This blog is about a well loved local legend who has a unique history with our small town of Grantham. Her name is Joey Dunbar Holmes and here’s a small piece of her story:
In 1900, Joey’s great uncle Lorenzo donated money for a library in memory of his wife Ellen. The library was named The Dunbar Free Library. Eighty years later when Linda Moore was the librarian, Joey would check out books for patrons while Linda ran a story hour. That volunteer work led to Joey’s being hired as an assistant librarian. At the age of 86, Joey is currently the Assistant Director of Inter-Library Loans.
Joey grew up in a house next to the library where the parking lot sits today. After her mother passed away, the home was sold and eventually acquired by the library. A much needed addition was planned in 2009 which would mean that the homestead would have to go. The original plan called for clear cutting the lot with demolition of the house, barn, and outbuildings, and all the shrubs and trees.
Enter a Knight in Shining Armor--Andy Gelston. Andy is Joey’s fellow library staffer who “didn’t want Joey, the town matriarch, to have to witness her childhood home being smashed with an excavator and hauled off in dumpsters.” It took Andy and another local hero Otis TenHaken three months to dismantled the buildings. All the reusable wood was sold with the proceeds going to insurance (in case Andy or Otis fell off a roof) and to the library’s construction fund. Many people took advantage of the wood sale. Joey enjoyed speaking with the people who came in to the library to pay for their materials. To be honest, there were a few midnight requisitions. (I hope they got splinters.) I like to think of the wood from Joey’s well loved home being embedded in rooms and sheds all around town and beyond. (After the blog was posted, I heard from Janie Clark who wrote “I had not remembered it was Joey's house, but we too are enjoying part of it..... The huge rocks in the rock garden here are from the foundation of Joey's house. Matt Gallien moved them from the cellar hole to our garden.

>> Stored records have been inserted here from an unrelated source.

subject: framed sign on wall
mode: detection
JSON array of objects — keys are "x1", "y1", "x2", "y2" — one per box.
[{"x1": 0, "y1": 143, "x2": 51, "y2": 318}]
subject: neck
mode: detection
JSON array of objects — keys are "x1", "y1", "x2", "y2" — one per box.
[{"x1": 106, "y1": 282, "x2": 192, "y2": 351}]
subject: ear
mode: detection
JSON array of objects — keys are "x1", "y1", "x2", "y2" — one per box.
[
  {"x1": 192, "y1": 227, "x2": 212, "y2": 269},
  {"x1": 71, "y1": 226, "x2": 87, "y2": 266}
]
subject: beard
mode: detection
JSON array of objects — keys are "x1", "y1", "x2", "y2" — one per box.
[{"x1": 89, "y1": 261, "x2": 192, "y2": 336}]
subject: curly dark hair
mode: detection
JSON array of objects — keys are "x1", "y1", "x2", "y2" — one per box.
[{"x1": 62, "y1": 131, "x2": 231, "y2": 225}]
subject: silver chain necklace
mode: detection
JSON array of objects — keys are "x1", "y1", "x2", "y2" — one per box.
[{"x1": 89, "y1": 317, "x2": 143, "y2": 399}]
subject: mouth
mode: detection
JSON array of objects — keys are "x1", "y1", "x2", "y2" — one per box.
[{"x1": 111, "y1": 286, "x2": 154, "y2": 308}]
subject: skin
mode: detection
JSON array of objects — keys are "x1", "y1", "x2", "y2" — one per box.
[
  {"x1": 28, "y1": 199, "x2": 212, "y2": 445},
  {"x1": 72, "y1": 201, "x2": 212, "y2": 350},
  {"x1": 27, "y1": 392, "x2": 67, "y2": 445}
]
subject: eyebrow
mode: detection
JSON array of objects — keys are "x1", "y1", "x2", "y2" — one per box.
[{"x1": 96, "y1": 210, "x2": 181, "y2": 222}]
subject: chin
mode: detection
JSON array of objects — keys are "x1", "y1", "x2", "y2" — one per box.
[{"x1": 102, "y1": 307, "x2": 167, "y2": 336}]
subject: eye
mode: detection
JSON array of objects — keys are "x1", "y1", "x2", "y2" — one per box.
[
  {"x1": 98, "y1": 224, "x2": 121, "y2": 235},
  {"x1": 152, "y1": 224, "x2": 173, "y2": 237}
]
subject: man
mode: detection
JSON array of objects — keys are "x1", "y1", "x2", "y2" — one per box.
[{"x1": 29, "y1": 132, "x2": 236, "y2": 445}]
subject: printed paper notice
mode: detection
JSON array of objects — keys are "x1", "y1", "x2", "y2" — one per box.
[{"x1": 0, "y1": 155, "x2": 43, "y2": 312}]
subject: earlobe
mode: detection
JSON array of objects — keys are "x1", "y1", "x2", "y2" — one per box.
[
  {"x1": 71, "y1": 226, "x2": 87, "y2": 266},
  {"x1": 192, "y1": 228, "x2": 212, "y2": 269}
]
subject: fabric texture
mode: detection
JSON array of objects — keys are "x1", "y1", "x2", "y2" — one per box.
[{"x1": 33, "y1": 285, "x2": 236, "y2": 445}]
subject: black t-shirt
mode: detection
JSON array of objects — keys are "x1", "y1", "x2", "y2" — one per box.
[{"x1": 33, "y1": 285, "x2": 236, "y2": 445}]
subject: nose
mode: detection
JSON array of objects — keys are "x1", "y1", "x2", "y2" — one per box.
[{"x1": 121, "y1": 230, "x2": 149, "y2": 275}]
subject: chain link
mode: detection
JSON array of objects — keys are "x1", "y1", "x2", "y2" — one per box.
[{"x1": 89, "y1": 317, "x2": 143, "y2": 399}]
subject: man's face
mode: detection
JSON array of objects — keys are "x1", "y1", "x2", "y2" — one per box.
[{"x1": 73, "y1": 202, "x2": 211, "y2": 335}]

The original clear cutting plan also included destroying the flowering crab apple tree that Joey had planted for her mother as a tiny sapling in 1957.
Despite his not being a restoration expert, Andy changed the plans to save the tree. That’s the tree that sits in the island outside the library to this day and is pictured here.
Like many of the gardeners’ homes I have visited, there are keepsakes and transplanted flowers to remind them of their earlier lives. When I interviewed Joey at her home, she pointed out the granite slab entrance to her house that once was the entrance to her home next to the library. Growing outside her window are the roses that bloomed outside her mother’s. Her favorite tree flourishes by the town library for her, and for all of us, to enjoy.